Одна немногочисленная читательница, случайно забредшая в наши лопухи, сказала, что я сама себя комментирую. А я ей говорю нет, это я подпищиков кусаю просто. Так что записывайтесь, не бойтесь.
Сегодня дядечку добрым словом весь день поминала, прям желала ему всего-превсего хорошего и даже лучше. Ну дядьку, который у меня давеча не взял чинить, а сегодня взял и взял, и даже улыбался. И не из-за того, что я ему после пиисят рублей накинула, а сразу. То ли выспался, то ли дома погода хорошая. Потому как на улице хлябь. Да еще голуби эти.

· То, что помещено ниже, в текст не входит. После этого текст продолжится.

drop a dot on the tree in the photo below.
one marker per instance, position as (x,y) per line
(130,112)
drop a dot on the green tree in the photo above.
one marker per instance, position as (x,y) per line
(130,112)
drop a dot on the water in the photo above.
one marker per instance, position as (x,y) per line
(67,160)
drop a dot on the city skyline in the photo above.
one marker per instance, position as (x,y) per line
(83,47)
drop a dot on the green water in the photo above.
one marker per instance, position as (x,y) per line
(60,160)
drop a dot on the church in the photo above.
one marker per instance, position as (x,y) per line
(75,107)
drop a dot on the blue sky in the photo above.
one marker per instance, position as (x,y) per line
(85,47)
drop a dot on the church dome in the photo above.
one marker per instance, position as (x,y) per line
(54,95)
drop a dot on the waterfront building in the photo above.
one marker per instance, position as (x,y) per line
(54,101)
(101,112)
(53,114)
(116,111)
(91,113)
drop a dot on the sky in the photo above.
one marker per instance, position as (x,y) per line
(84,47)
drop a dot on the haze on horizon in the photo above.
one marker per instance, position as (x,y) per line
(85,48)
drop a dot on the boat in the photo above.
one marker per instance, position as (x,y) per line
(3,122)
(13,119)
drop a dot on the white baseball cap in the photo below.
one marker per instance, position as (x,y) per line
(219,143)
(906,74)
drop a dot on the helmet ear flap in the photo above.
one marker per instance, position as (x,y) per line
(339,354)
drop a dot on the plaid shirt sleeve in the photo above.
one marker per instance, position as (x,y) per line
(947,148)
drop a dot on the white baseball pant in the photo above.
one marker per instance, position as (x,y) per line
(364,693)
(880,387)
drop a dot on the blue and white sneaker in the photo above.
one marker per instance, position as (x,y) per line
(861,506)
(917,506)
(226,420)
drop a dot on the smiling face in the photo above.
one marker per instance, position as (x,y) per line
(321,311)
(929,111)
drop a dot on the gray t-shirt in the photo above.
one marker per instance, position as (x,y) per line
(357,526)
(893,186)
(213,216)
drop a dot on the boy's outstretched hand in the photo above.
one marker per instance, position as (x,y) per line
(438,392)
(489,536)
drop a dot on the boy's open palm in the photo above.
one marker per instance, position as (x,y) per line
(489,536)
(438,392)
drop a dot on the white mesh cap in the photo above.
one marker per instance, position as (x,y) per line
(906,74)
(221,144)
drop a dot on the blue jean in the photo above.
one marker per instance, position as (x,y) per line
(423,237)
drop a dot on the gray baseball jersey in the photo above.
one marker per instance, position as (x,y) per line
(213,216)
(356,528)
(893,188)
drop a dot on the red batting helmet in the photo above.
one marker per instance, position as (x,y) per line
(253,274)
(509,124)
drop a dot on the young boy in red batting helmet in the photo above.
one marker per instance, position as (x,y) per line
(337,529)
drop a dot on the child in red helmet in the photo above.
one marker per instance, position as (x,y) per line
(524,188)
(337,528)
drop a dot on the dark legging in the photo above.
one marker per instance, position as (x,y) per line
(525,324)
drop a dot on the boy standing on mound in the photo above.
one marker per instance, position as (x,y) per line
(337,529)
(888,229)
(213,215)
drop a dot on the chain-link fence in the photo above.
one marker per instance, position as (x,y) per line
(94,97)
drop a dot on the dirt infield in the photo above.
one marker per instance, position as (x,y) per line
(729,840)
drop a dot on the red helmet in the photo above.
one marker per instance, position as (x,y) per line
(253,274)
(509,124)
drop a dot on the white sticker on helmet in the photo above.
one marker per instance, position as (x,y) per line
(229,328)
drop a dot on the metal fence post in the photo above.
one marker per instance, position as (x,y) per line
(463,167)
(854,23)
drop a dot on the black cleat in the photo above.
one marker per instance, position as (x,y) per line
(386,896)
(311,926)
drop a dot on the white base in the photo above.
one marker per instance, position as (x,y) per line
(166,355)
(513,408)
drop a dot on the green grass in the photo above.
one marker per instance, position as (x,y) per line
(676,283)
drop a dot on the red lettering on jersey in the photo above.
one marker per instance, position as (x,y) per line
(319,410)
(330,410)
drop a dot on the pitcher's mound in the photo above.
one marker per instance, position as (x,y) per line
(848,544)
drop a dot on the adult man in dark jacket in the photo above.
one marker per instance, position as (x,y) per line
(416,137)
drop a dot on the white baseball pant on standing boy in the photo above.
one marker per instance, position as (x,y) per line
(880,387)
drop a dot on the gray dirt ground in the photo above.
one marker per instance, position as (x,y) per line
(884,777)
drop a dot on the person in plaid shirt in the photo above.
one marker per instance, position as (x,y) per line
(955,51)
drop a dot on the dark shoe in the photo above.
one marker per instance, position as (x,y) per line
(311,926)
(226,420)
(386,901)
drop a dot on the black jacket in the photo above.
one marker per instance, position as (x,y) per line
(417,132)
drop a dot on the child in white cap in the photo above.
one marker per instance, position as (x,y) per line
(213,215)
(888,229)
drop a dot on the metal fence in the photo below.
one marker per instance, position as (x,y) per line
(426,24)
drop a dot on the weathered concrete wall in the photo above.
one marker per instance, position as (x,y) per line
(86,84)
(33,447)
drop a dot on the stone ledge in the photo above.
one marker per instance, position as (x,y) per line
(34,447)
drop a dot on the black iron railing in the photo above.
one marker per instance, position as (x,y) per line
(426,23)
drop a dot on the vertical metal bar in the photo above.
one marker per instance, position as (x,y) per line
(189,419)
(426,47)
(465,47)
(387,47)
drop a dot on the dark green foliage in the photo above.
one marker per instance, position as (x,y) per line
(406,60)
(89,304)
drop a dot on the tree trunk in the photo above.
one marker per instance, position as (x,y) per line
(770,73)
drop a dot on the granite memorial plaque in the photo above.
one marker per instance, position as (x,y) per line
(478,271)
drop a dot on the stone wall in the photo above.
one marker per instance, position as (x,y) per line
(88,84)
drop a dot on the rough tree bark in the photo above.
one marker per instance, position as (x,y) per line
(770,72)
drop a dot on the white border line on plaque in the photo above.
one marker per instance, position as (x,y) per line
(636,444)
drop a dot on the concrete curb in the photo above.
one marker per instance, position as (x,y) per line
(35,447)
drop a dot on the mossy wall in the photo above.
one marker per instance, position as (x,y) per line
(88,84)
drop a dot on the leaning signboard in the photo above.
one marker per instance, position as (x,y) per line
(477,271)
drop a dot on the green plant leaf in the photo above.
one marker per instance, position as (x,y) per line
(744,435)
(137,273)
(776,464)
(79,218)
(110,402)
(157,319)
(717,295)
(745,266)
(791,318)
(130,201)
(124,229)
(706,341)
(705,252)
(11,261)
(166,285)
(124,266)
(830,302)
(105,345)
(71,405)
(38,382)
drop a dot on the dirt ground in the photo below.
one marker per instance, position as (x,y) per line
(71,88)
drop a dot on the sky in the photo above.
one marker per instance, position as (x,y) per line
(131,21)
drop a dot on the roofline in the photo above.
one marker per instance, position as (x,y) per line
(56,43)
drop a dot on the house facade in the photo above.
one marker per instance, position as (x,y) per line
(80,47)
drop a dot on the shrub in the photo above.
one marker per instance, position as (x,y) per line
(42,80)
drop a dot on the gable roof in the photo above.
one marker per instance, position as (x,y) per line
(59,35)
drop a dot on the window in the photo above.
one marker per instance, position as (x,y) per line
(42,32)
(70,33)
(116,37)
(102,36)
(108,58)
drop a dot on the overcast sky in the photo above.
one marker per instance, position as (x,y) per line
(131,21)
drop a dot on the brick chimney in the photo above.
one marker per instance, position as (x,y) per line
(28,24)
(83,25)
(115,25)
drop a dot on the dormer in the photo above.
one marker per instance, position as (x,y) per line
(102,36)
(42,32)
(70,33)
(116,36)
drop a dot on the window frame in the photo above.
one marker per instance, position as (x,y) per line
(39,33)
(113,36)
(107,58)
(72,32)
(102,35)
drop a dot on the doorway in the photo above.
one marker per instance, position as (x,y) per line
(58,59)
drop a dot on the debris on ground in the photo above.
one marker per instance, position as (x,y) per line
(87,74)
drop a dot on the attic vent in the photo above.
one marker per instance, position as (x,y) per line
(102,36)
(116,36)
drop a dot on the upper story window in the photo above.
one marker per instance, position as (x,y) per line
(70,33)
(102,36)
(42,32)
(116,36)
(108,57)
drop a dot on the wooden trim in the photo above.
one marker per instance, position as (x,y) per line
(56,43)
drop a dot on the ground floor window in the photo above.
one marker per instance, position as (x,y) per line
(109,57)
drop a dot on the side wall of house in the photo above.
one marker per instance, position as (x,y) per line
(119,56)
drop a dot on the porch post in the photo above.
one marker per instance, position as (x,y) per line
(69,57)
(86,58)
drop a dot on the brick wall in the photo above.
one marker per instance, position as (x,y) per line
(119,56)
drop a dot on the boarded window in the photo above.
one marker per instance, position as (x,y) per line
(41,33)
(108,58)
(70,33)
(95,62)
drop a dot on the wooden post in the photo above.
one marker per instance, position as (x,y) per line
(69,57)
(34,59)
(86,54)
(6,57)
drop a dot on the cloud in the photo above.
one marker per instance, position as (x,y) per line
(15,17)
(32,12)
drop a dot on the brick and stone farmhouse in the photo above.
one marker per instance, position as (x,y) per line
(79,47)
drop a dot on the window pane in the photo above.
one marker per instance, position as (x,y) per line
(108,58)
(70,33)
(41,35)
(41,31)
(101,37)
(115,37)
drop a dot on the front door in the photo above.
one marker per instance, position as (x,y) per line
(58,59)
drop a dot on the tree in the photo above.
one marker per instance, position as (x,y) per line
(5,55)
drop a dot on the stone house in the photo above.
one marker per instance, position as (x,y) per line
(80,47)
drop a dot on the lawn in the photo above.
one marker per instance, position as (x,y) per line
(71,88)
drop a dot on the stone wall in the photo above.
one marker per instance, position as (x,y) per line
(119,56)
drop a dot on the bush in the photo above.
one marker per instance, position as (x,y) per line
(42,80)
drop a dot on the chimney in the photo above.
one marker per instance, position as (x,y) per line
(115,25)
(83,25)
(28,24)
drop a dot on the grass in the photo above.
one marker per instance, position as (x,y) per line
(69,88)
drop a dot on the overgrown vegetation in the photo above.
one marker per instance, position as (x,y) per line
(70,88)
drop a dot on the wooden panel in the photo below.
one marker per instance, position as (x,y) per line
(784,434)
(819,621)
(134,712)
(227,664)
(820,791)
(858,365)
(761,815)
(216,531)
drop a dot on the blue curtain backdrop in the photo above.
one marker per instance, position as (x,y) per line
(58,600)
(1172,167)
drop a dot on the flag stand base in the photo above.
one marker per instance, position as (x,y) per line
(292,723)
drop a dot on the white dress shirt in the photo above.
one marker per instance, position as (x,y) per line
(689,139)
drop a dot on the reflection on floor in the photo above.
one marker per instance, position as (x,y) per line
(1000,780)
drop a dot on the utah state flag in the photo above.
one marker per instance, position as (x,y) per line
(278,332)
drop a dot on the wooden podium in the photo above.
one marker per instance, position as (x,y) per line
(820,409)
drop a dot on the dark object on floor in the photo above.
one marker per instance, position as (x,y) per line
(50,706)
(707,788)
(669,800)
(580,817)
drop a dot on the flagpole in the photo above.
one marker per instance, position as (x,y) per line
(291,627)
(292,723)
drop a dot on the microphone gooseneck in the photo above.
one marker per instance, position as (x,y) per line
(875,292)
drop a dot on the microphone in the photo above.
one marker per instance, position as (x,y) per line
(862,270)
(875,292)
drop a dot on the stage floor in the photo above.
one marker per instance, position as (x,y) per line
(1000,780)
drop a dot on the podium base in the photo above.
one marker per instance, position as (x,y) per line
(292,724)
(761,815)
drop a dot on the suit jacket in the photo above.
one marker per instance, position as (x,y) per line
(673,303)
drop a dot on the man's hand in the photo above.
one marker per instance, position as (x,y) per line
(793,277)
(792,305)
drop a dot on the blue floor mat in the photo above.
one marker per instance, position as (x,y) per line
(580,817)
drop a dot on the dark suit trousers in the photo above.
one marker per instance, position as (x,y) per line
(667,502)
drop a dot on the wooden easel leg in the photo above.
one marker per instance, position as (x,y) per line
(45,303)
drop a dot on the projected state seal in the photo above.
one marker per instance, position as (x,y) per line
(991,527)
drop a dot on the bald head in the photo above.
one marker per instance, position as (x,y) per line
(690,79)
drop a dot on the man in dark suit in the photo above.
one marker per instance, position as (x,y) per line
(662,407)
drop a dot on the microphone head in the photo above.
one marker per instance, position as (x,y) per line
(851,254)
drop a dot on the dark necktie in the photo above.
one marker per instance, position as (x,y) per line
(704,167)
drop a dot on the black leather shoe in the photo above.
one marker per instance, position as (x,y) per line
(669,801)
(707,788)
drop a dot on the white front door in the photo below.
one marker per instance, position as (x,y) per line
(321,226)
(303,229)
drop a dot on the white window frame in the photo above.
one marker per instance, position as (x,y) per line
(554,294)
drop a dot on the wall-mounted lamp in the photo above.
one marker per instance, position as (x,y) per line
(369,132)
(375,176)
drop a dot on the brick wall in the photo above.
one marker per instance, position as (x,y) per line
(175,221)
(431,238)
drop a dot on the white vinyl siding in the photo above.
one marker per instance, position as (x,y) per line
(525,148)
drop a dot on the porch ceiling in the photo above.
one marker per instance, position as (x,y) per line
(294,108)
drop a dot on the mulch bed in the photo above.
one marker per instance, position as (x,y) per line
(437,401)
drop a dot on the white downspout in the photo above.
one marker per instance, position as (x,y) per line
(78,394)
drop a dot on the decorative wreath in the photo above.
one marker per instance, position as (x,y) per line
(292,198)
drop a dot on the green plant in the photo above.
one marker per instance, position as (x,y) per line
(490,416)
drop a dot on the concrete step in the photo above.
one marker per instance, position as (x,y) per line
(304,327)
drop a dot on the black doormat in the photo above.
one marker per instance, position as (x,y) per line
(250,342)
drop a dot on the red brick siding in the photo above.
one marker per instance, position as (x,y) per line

Сезон же голубей начался. Подоконник обгадили, на кормушку лезут всей сворой. Я их гоняю словами пшелвонтварина и делаю страшные глаза. Они отлетают ненадолго, и снова возвращаются. И сморят на меня с издевкой и даже как-то с состраданием: беснуйся там, трепыхай ручонками, давай стекло еще расколоти, жадоба белопальтовая.
А еще бесит, когда зявают. Смачно, с оттяжечкой. Как в деревне на картинах передвижников. Обожаю деревню, коровки, пастушок. Сидит малашка, грязные пятки спустила с печи, и как выдаст руладу ротом нараспашку, ажно муха-боинг успела слетать туда обратно и опять туда. Малашка плюнула мухой, спрыгнула с печи, сопли рукавом утерла, из засмолёного чугунка картофелину выудила, ногтем шкурку поскребла, в солонку тыкнула, вкусна! Так вижу. Но мы-то городския. И знаем, что в приличном обчестве громогласно и широкорото зявать некомильфо. Да ито, если когда крестьянин зевал, так должно ему было рот-от перекрестить, чтоб нечистый не влетел. А тогда уж надёжней совсем рот не разевать, то есть не отсель ли пошло неприличие зевка прилюдного? не из-за того же, что оленькин изысканный слух сие удручает?
И стою, значит, я, с манерами-то наперевес, вечером в кухне, где шторки кисейные, сквозь которы всё видно-видно, из опустевшей кастрюльки остатки хлебушком вымазываю. И себя уговариваю, что меня же никто не видит. Совсем совсем никто, все девять этажей напротив.